Shell thickness dependent photocatalytic activity of EDTA-assisted Ag/ZnO core-shell nanoparticles under sunlight irradiation

Abstract

Functionalized Ag/ZnO core–shell (CS) nanoparticles (NPs) with ethylenediaminetetraacetic acid (EDTA) having same core size but with different shell thickness are successfully prepared through a simple and low cost wet chemical process. Different physiochemical characterizations including transmission electron microscopy, x-ray diffraction, Brunauer-Emment-Teller surface area analysis, zeta potential analysis, thermal gravimetric-differential analysis, UV-visible absorption spectroscopy, Photoluminescence Spectroscopy and Fourier-transform infrared Spectroscopy have been involved to characterize the samples. The thickness of ZnO shell of Ag/ZnO CS NPs is found to be increasing with increasing molar ratio of EDTA/Zn2+. The LSPR wavelength of Ag core is shifting to longer visible wavelength with increasing the shell thickness of Ag/ZnO CS NPs because of the increase in the dielectric constant of the sourrounding environment. The increasing shell thickness of Ag/ZnO CS NPs makes a strong effect on the decrease in the fluorescence intensity of UV emission of ZnO. This quenching of PL intensity has been further verified by transient fluorescence (FL) spectra.
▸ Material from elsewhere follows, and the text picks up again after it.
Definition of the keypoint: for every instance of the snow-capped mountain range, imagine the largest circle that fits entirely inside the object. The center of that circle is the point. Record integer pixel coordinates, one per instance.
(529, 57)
The Nyquist plots also provide evidence of higher electron-transfer rate of the Ag/ZnO CS NPs of having higher shell thickness. The photocurrent measurement confirms electron-charging of Ag core in Ag/ZnO CS NPs. Variation of concentration of EDTA as anionic surfactant causes variation of surface charge of Ag/ZnO CS NPs. With increasing the shell thickness, photodegradation efficiency of Ag/ZnO CS NPs towards methylene blue (MB) degradation enhances under sunlight irradiation. This enhancement in photocatalytic efficiency with increasing the shell thickness is achieved due to the higher surface area, higher charge transfer efficiency, extended light absorption towards visible region and more negative zeta potential of Ag/ZnO CS NPs.